Pacemaker fence agents

lucaskanashiro · September 3, 2021, 8:07pm

From the ClusterLabs definition:

A fence agent (or fencing agent) is a stonith-class resource agent.

The fence agent standard provides commands (such as off and reboot) that the cluster can use to fence nodes. As with other resource agent classes, this allows a layer of abstraction so that Pacemaker doesn’t need any knowledge about specific fencing technologies — that knowledge is isolated in the agent.

Currently, the fence-agents binary package has been split into two: fence-agents-base and fence-agents-extra. The fence-agents-base binary package contains a set of curated agents which the Ubuntu Server team continuously runs tests on to make sure everything is working as expected. All the other agents previously in the fence-agents binary package are now moved to the fence-agents-extra.

The fence-agents-base binary package contains the following agents in the latest Ubuntu release:

fence_ipmilan
- fence_idrac
- fence_ilo3
- fence_ilo4
- fence_ilo5
- fence_imm
- fence_ipmilanplus
fence_mpath
fence_sbd
fence_scsi
fence_virsh

All of these agents are in main and are fully supported. All other agents, in fence-agents-extra, are supported by upstream but are not curated by the Ubuntu Server team.

For the fence agents provided by fence-agents-base, we will briefly describe how to use them.

Note:
There are two well known tools used to manage fence agents, they are crmsh and pcs. Here we present examples with both, since crmsh is the recommended and supported tool until Ubuntu 22.10 Kinetic Kudu, and pcs is the recommended and supported tool from Ubuntu 23.04 Lunar Lobster onwards. For more information on how to migrate from crmsh to pcs refer to our migration guide.

fence_ipmilan

The content of this section is also applicable to the following fence agents: fence_idrac, fence_ilo3, fence_ilo4, fence_ilo5, fence_imm, and fence_ipmilanplus. All of them are symlinks to fence_ipmilan.

From its manpage:

fence_ipmilan is an I/O Fencing agent which can be used with machines controlled by IPMI. This agent calls support software ipmitool. WARNING! This fence agent might report success before the node is powered off. You should use -m/method onoff if your fence device works correctly with that option.
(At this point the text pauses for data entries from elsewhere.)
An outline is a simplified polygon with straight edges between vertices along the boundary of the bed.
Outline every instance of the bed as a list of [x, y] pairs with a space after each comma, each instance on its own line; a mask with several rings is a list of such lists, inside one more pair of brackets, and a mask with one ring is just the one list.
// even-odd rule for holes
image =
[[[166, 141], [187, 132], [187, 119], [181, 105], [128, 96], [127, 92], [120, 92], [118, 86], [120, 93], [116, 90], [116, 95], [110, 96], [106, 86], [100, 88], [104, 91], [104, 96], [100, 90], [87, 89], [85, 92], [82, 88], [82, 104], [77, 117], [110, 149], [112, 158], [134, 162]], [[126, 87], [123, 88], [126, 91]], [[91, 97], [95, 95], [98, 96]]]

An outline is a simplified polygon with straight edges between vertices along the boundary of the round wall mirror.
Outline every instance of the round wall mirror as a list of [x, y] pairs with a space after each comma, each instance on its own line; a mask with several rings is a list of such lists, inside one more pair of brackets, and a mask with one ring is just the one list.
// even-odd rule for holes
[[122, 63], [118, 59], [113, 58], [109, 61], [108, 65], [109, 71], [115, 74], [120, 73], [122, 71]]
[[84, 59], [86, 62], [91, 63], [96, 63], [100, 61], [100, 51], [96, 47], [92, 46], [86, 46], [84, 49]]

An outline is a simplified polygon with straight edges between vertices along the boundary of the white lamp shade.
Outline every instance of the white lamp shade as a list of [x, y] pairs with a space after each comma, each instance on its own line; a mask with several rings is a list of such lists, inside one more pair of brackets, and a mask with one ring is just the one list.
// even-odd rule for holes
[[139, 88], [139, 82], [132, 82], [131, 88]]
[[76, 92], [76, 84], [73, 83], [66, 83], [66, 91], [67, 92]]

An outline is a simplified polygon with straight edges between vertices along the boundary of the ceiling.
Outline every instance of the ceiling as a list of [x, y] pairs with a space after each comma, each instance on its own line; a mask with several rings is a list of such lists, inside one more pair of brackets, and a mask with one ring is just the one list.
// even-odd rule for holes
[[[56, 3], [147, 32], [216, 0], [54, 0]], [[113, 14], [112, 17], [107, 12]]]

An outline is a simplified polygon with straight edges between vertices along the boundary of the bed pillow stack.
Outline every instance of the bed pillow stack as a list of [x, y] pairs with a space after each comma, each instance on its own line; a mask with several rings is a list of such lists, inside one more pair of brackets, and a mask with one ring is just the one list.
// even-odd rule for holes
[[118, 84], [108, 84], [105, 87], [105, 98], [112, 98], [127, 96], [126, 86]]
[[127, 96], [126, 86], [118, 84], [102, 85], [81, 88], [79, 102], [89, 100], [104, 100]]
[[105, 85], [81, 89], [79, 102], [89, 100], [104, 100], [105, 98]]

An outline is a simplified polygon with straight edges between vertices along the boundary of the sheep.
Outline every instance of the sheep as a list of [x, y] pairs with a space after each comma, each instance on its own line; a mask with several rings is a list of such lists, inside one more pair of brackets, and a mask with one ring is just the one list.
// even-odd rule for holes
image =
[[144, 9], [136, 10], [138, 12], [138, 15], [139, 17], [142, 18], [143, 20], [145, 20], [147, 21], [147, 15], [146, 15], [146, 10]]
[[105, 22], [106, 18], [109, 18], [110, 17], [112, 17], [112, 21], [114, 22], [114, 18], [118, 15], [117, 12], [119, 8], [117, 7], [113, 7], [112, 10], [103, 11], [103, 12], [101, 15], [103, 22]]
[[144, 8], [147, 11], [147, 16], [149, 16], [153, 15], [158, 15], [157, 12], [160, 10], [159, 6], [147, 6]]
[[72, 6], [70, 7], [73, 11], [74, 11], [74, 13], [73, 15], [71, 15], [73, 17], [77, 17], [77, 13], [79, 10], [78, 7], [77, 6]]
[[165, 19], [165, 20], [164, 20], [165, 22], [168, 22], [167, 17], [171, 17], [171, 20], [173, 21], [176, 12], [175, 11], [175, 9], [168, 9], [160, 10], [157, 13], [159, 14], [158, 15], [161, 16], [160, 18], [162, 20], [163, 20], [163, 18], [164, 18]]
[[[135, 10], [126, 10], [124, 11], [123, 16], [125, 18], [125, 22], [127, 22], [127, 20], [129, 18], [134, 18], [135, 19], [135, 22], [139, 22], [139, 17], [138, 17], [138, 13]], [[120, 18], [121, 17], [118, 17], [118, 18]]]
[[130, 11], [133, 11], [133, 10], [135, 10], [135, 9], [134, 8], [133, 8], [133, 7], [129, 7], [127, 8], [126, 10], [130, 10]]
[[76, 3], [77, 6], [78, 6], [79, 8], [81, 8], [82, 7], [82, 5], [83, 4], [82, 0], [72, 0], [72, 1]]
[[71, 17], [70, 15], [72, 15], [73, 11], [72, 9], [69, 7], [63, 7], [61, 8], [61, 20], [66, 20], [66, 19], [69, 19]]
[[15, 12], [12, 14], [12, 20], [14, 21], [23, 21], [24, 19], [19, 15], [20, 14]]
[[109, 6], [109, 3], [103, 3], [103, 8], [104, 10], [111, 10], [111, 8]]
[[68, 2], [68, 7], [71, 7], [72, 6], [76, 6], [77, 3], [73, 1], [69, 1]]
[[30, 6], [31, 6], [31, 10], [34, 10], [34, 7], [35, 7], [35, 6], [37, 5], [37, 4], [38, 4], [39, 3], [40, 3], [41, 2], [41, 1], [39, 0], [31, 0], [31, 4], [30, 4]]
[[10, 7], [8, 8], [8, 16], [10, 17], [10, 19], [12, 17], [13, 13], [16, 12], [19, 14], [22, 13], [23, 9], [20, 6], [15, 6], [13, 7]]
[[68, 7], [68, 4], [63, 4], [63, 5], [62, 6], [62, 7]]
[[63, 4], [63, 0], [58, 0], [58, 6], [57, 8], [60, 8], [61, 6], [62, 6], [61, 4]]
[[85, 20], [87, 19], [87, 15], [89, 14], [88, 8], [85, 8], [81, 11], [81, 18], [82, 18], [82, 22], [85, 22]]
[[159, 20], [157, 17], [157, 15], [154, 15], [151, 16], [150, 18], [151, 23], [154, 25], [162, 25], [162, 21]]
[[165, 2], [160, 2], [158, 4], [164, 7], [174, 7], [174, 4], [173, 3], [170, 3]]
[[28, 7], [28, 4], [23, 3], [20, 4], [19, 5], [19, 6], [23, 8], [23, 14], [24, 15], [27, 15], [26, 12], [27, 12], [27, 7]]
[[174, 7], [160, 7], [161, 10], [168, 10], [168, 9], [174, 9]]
In a system which supports IPMI and with ipmitool installed, a fence_ipmilan resource can be configured with the following command:

$ crm configure primitive $RESOURCE_NAME stonith:fence_ipmilan \
            ip=$IP \
            ipport=$PORT \
            username=$USER \
            password=$PASSWD \
            lanplus=1 \
            action=$ACTION

One can do the same using pcs via the following command:

$ pcs stonith create $RESOURCE_NAME fence_ipmilan \
            ip=$IP \
            ipport=$PORT \
            username=$USER \
            password=$PASSWD \
            lanplus=1 \
            action=$ACTION

Where $IP is the IP address or hostname of fencing device, $PORT is the TCP/UDP port to use for connection, $USER is the login name and $PASSWD its password, and $ACTION is the fencing actions which by default is reboot.

This is one way to set up fence_ipmilan, for more information refer to its manpage.

fence_mpath

From its manpage:

fence_mpath is an I/O fencing agent that uses SCSI-3 persistent reservations to control access multipath devices. Underlying devices must support SCSI-3 persistent reservations (SPC-3 or greater) as well as the “preempt-and-abort” subcommand. The fence_mpath agent works by having a unique key for each node that has to be set in /etc/multipath.conf. Once registered, a single node will become the reservation holder by creating a “write exclusive, registrants only” reservation on the device(s). The result is that only registered nodes may write to the device(s). When a node failure occurs, the fence_mpath agent will remove the key belonging to the failed node from the device(s). The failed node will no longer be able to write to the device(s). A manual reboot is required.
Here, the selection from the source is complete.